Annulation vente immobilière pour dol
Un appartement dont un arrêté préfectoral interdit l'habitation
Résumé:
Le vendeur professionnel de l'immobilier a intentionnellement caché l'impossibilité de louer le bien à l'acheteur, qui obtient l'annulation de la vente pour dol.
Faits
Par acte notarié en date du 29 janvier 2009, M. T. a vendu à M. L. un appartement d'une superficie de 13,50 m2, à usage de « chambre avec salle d'eau » et WC sanibroyeur, moyennant un prix de 45.000 euros. L'acheteur a loué ce bien. Un arrêté préfectoral interdisant l'habitation dudit bien a été notifié au propriétaire, lequel était en conséquence sommé d'assurer le relogement de son occupante. L'acheteur assigner son vendeur en résolution de la vente et indemnisation de son préjudice.
Rejet de l'annulation sur la garantie des vices cachés (demande principale)
Les caractéristiques apparentes du bien conduisent à écarter la qualification de vice caché
Le bien en cause n'était pas affecté au moment de la vente d'un vice caché dans la mesure où il était clairement visible qu'il était en rez de jardin et quasi enterré, que dans une seule et unique pièce se trouvaient le coin cuisine, la salle d'eau et les wc, et que s'il y avait une fenêtre à trois battants, seuls deux battants s'ouvraient.
Toutes ces caractéristiques apparentes ont permis au préfet de considérer que les dispositions de l'article L 1331-22 du code de la santé publique aux termes desquelles les caves, sous-sols, combles, pièces dépourvues d'ouverture sur l'extérieur et autres locaux par nature impropres à l'habitation ne peuvent être mis à disposition aux fins d'habitation, à titre gratuit ou onéreux, devaient recevoir application. Il ne peut donc être dit que la chose était affectée d'un vice caché, alors que la composition des lieux était apparente, ni d'un vice caché antérieur à la vente, alors que l'interdiction d'habiter n'avait pas encore été prise à la date de la vente.
Annulation de la vente pour DOL (demande subsidiaire)
Le dol est une cause de nullité de la vente immobilière lorsque les manœuvres frauduleuses pratiquées par l'une des parties sont telles qu'il est évident que, sans ces manœuvres, l'autre partie n'aurait pas contracté. Le dol peut être le silence du vendeur dissimulant à l'acheteur un fait qui, s'il avait été connu de lui, l'aurait empêché de contracter.
Vendeur professionnel de l'immobilier (agent immobilier)
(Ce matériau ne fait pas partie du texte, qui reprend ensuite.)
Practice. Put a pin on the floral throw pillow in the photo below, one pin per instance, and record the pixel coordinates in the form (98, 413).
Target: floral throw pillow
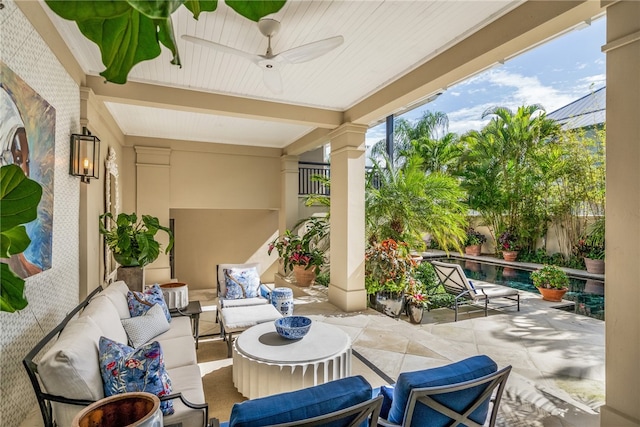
(241, 282)
(140, 302)
(125, 369)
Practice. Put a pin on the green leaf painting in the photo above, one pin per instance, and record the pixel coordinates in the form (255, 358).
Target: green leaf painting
(19, 198)
(129, 32)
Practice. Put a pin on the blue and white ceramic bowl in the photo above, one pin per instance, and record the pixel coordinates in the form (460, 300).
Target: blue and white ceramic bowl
(293, 327)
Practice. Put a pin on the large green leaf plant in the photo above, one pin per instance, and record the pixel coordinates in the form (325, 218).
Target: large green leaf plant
(19, 198)
(132, 240)
(131, 31)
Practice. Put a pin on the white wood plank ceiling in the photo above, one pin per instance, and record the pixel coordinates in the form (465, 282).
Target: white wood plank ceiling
(384, 40)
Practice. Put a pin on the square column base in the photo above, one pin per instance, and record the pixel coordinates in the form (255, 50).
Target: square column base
(354, 300)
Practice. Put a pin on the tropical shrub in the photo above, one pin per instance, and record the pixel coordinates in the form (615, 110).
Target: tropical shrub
(550, 277)
(388, 266)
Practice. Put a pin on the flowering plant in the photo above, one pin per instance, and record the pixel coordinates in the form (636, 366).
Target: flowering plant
(296, 249)
(508, 241)
(388, 266)
(474, 237)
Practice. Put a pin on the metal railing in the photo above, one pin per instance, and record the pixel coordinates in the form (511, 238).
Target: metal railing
(306, 185)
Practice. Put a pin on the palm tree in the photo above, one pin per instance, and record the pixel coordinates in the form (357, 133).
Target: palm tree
(407, 202)
(502, 170)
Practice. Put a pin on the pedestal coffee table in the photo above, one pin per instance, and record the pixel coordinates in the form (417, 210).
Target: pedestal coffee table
(264, 363)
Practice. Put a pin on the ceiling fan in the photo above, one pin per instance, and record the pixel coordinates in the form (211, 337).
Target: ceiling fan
(269, 62)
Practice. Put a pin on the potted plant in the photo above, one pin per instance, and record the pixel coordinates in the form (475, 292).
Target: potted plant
(416, 300)
(551, 281)
(388, 270)
(132, 242)
(473, 242)
(301, 253)
(508, 245)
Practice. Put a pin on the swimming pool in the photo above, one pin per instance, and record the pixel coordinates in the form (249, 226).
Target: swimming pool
(587, 294)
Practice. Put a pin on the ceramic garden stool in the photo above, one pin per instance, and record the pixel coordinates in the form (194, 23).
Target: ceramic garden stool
(282, 300)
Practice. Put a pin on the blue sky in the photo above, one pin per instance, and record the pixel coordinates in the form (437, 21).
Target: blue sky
(553, 75)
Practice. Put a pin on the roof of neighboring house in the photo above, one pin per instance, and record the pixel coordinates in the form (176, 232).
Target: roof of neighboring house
(587, 111)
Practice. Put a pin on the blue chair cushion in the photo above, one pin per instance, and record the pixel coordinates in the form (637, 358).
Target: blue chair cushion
(302, 404)
(464, 370)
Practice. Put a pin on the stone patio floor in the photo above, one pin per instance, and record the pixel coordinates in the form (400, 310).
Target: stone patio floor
(557, 356)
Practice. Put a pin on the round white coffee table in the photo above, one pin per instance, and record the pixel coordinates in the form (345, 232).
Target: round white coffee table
(264, 363)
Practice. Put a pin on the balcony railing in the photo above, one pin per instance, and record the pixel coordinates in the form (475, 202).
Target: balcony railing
(308, 186)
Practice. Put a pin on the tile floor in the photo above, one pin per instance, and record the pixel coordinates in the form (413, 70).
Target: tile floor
(557, 356)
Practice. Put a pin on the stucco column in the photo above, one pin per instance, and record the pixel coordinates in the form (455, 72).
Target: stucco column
(622, 345)
(153, 181)
(288, 215)
(346, 290)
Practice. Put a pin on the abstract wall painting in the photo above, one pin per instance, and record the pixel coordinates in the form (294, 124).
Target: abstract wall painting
(27, 138)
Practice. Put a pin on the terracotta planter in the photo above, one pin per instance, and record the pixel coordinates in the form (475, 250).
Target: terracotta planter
(474, 250)
(390, 303)
(304, 277)
(415, 313)
(139, 409)
(595, 266)
(509, 255)
(553, 295)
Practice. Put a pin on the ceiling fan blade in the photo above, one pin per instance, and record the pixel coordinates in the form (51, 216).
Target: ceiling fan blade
(272, 80)
(221, 48)
(310, 51)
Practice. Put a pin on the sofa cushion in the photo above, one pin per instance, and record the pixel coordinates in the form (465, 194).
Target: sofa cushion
(180, 327)
(70, 368)
(125, 369)
(302, 404)
(117, 293)
(179, 351)
(140, 302)
(144, 328)
(241, 282)
(188, 381)
(105, 315)
(464, 370)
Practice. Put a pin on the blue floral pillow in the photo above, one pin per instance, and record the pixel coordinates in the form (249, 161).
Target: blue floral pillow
(140, 302)
(241, 282)
(125, 369)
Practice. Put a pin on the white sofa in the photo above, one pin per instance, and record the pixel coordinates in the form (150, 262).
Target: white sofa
(70, 367)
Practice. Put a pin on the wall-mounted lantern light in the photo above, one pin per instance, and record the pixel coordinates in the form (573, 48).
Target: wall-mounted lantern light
(85, 156)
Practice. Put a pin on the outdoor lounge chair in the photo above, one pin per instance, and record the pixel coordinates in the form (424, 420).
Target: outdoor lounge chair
(455, 282)
(467, 393)
(345, 402)
(238, 313)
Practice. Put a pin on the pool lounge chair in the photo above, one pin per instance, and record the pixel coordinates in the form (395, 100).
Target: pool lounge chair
(455, 282)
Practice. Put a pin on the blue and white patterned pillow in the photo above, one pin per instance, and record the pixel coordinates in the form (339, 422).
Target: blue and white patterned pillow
(125, 369)
(140, 302)
(241, 282)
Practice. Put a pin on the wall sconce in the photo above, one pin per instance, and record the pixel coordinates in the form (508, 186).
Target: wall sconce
(85, 156)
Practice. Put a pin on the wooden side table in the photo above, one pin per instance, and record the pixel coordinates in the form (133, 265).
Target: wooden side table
(193, 310)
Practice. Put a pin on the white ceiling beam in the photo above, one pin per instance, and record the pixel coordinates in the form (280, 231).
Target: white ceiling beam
(149, 95)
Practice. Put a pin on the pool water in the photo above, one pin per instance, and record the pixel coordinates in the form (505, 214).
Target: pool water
(587, 294)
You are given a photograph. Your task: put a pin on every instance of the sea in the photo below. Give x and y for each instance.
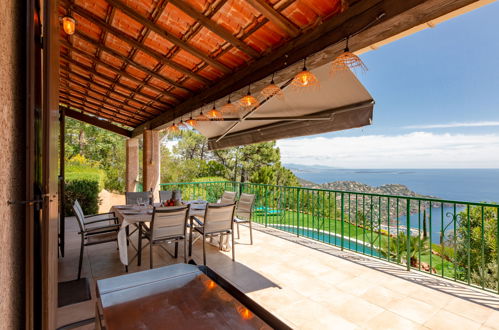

Le vendeur avait acquis le bien pour 28.966 euros et avait la qualité de professionnel de l'immobilier (gérant de SCI et de plusieurs agences immobilières, dont celle qui est intervenue dans la vente litigieuse). Le vendeur ne pouvait donc ignorer les dispositions de l'article L 1331-22 du code de la santé publique. Le vendeur avait l'obligation d'informer l'acheteur que le bien ne pourrait être loué. Il aurait du au moins attirer son attention sur le risque majeur qu'il soit jugé impropre à l'habitation. Le vendeur qui habitela même ville que celle du bien litigieux et l'une des agences immobilières est située dans cette ville. Il ne pouvait ignorer que dès avant la vente, le maire de la commune avait été saisi de nombreuses plaintes relatives à des logements insalubres sur cinq résidences de sa ville, dont la résidence en question.
Réticence dolosive du vendeur
L'acheteur a donc été victime d'une réticence dolosive du vendeur, qui ne donnant pas toutes les informations utiles sur l'usage possible du bien, a vicié son consentement dès lors que l'acheteur informé sur l'impossibilité de louer le bien, n'aurait pas acheté. Il convient donc de prononcer l'annulation de la vente du bien pour dol.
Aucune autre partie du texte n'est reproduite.